The parameters may be defined, for instance, by data on the relative distance of two or more components to each other. In a preferred embodiment of the present invention, the relative actual distance and/or the relative actual alignment of each of at least two components to each other is determined and/or assessed. Preferably, the process of determining and/or assessing is performed by mechanical means, which at least in parts have a surface contact with at least one of the components during the determining and/or assessment process of the respective parameters or of the relative distance. A tool as described in detail in the following may in particular be provided as such a mechanical means.

The invention further relates to a tool for information output which may comprise a base body and a measuring unit for determining and/or assessing one or more physical parameters of one or more components of a system and/or of an apparatus. Furthermore, the tool may comprise a first assignment means for assigning several parameters to a first is- or to a first is-not-information, respectively, wherein the first is- or the first is-not-information can be output and/or displayed by the tool depending on the determined and/or assessed parameters. The output and/or display may be effected by the tool in a visual or acoustical manner, for instance. The tool according to the invention also comprises a second assignment means for assigning several parameters to a second is- or to a second is-not-information, respectively, wherein the second is- or the second is-not-information can be output and/or displayed by the tool depending on the determined and/or assessed parameters.

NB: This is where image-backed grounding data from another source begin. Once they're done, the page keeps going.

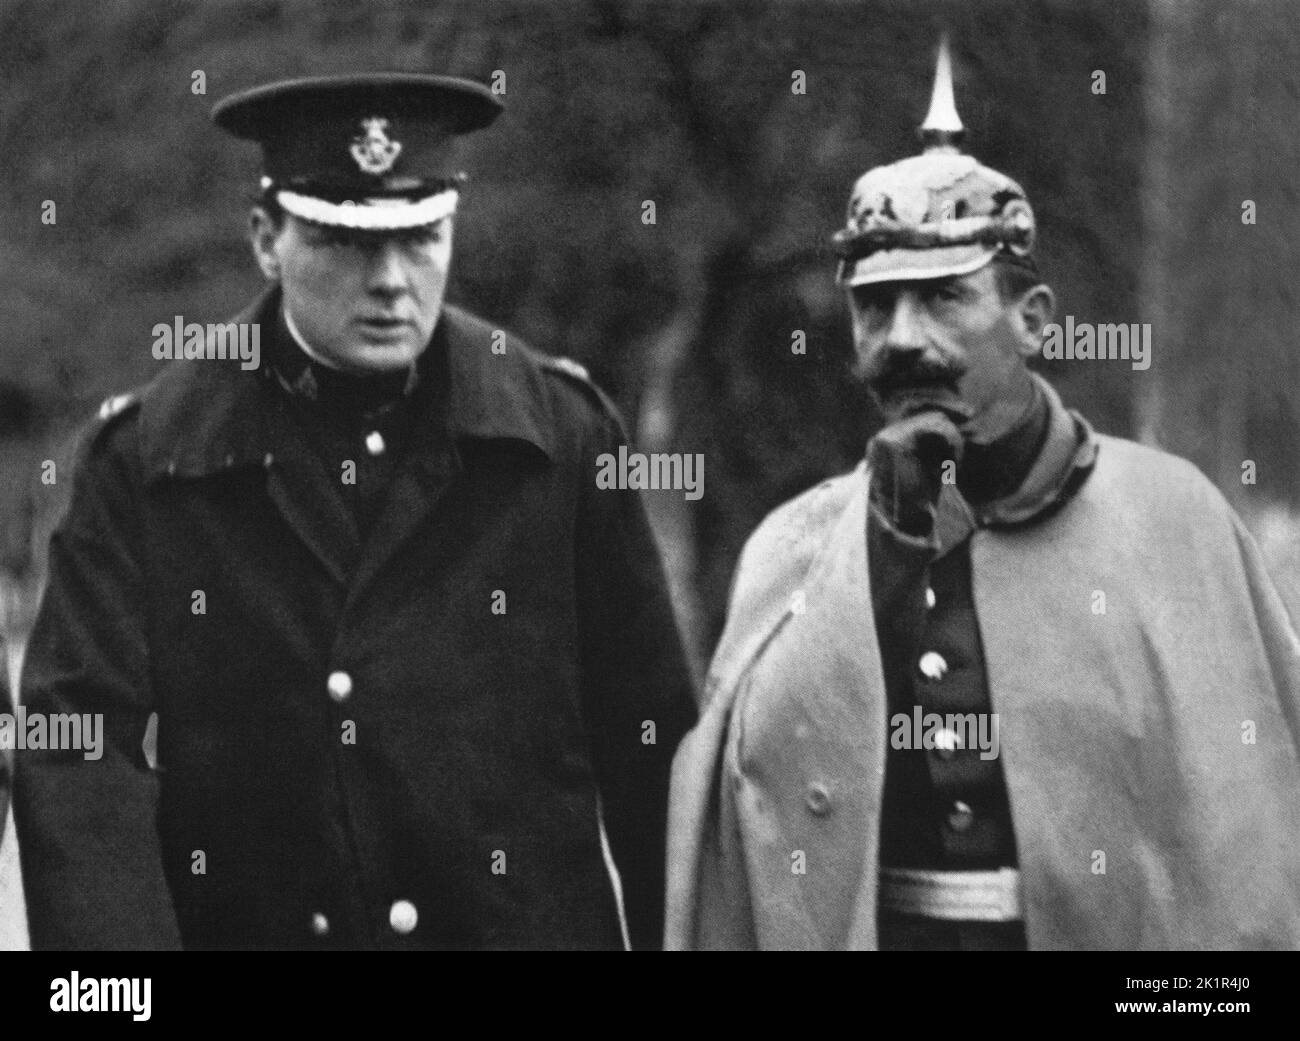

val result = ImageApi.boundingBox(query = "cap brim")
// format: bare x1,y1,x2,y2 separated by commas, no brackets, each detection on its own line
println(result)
213,73,503,138
839,244,996,286
277,187,458,230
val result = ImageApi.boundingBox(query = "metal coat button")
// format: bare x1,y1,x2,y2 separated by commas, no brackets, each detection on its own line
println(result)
805,783,832,817
311,912,330,937
947,800,975,833
925,586,937,610
919,651,948,681
365,430,385,456
933,727,962,759
389,899,418,935
327,671,353,703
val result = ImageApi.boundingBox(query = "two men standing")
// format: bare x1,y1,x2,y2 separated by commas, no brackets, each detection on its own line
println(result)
10,51,1300,952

According to the invention, the tool is used for systems in which the first component and the second component are designed as readjustable guide bars and/or readjustable guide elements for guiding and/or directing containers on a conveyor. The readjustment may thereby be defined as a readjustment of the relative distance of the guide bars and/or guide elements to each other. The conveyor may be designed as a horizontal conveying device, for instance.

If the base body has a suitable geometric design, it is furthermore possible to verify and, if required, set and/or adjust the height or the distance of the first component and the second component in relation to a bottom surface, for instance a conveyor, and preferably a horizontal conveyor. The first and the second component can thereby abut on one of sides of the base body facing the first and the second component. The base body may accordingly comprise two parallel or at least nearly parallel stop surfaces for one component each of the apparatus or of the system.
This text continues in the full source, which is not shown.